Bu yaşadıklarımız gelecek planlarınızı nasıl değiştirdi? Şimdi sırada ne var?
Kendi markamla ilgili yepyeni bir sürece giriyorum, aslında tasarımcılar için sağlıklı bir süreç başlıyor. Yenilenen dünyada el işçiliğin, sanatın, zanaatın kıymetinin artacağını düşünüyorum. Özel dikimin, kaliteli kumaşın ve ürünün daha katma değer kazanacağını bir döneme giriyoruz. Yenilenme ve yapılanma sürecindeyiz. Biraz da yeni dünya anlayışı öğretecek bize neler yapmamız gerektiğini bu süreçte.
Genel olarak moda dünyasında da da sürdürülebilirlik, empati gibi kavramların öne çıktığını gördük. Sizce moda ve tasarım dünyası, kendini dünyaya karşı daha sorumlu hissedecek mi? Trendler ne yönde değişecek?
Hızla gelişen ve değişen dünyada fast-fashion akımının içinde birçok markanın birbiriyle yarış edercesine "Nasıl kalitesiz üretim yapabilirim?" sorularıyla oluşturdukları kargaşayı yakından üzülerek izlemekteyim. Bu hızla gelişe, değişen ve para hırsıyla kavrulan dünyada doğanın bize nasıl olumsuz tepkiler verdiğini hepimiz görmekteyiz. Bireysel olarak herkesin bu anlamda üzerine düşeni yapması gerekiyor. Hızlı tüketimle beraber modada bir stilden bahsetmek mümkün değil. Örneğin ben 90'lardan sonraki moda trendlerini moda akımlarını size anlatamam. Hızlı tüketim çağı maalesef bu kavramları da hızlı tüketmeye neden oldu.
Bence hepimiz üzerimize düşeni yapmalıyız. Toplum olarak hızlı ve gereksiz tüketime bir son verip geri dönüşüm algısını yaygınlaştırmalıyız. Doğada var olan atık plastik ve malzemeleri dönüştürerek, gelecek nesile örnek olacak projeler yapmalıyız. Bir jean pantolon üretiminin ne kadar su kaybına neden olduğunu, fabrika atıklarının nelere sebep olduğunu, hava kirliliğin asıl sebeplerinin ne olduğunu insanlara anlatmalıyız.

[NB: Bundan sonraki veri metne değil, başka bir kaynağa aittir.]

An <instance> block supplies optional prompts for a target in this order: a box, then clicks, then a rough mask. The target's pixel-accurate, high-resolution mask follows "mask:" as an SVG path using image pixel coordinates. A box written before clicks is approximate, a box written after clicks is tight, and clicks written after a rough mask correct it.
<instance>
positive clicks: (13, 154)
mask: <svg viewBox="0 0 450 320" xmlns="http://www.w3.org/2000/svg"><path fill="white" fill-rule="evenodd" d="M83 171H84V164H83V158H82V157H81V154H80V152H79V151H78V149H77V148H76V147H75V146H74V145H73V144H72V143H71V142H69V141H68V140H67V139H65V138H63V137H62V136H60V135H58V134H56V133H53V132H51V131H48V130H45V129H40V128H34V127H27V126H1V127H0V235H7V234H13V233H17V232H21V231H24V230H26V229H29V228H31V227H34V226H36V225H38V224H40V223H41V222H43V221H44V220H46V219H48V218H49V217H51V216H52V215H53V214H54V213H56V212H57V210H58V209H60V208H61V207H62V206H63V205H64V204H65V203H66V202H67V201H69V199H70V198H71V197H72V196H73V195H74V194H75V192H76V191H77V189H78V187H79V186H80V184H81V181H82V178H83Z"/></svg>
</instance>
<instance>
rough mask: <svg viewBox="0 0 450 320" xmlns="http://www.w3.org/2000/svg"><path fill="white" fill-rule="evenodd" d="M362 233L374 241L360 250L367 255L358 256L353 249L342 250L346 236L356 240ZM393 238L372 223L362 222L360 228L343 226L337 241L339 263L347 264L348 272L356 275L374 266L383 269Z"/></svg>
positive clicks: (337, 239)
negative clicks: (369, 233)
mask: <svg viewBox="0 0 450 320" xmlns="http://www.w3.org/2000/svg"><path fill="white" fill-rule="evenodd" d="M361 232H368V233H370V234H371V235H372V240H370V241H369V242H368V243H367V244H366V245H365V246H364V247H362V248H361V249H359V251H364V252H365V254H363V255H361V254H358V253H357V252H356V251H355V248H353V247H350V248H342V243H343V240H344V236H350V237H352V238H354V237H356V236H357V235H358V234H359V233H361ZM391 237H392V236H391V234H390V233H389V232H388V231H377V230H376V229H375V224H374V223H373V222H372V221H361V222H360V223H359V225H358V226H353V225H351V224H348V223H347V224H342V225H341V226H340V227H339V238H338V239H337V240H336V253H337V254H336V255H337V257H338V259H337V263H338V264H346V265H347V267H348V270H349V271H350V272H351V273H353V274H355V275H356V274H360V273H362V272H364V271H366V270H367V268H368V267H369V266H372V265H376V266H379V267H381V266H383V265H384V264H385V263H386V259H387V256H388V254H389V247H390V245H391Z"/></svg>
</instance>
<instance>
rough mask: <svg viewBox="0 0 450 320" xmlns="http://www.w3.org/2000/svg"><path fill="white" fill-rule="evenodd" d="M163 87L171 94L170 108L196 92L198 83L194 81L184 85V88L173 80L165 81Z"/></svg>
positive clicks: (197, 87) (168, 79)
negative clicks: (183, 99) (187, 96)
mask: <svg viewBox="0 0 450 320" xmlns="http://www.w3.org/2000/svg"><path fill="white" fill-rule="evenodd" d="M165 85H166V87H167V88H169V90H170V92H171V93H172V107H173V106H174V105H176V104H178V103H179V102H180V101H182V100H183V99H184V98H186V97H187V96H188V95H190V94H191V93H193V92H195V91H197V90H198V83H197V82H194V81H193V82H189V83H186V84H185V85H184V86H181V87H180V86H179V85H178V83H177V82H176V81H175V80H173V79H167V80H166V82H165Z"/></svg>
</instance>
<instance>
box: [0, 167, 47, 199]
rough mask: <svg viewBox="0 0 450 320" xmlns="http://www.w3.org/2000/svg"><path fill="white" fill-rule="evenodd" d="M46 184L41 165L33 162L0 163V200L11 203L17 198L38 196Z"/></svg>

Amerika’da her sene yaklaşık olarak 13 milyon ton tekstil ürünü imha ediliyormuş. Düşünsenize bu kadar büyük miktarda su kullanımı global su kirliliğinin %20’sini tekstil atıklarından oluşturuyormuş.
Biz tüketicilerin farkındalığımızı arttırıp gereksiz yapılan fast-fashion alışverişini azaltarak veya ikinci el giyimini benimseyerek ihtiyacı olanlara da verebiliriz. Sonrasında hem tekstile hem de çevreye destek olan tüketici sınıfında yerimizi alabiliriz.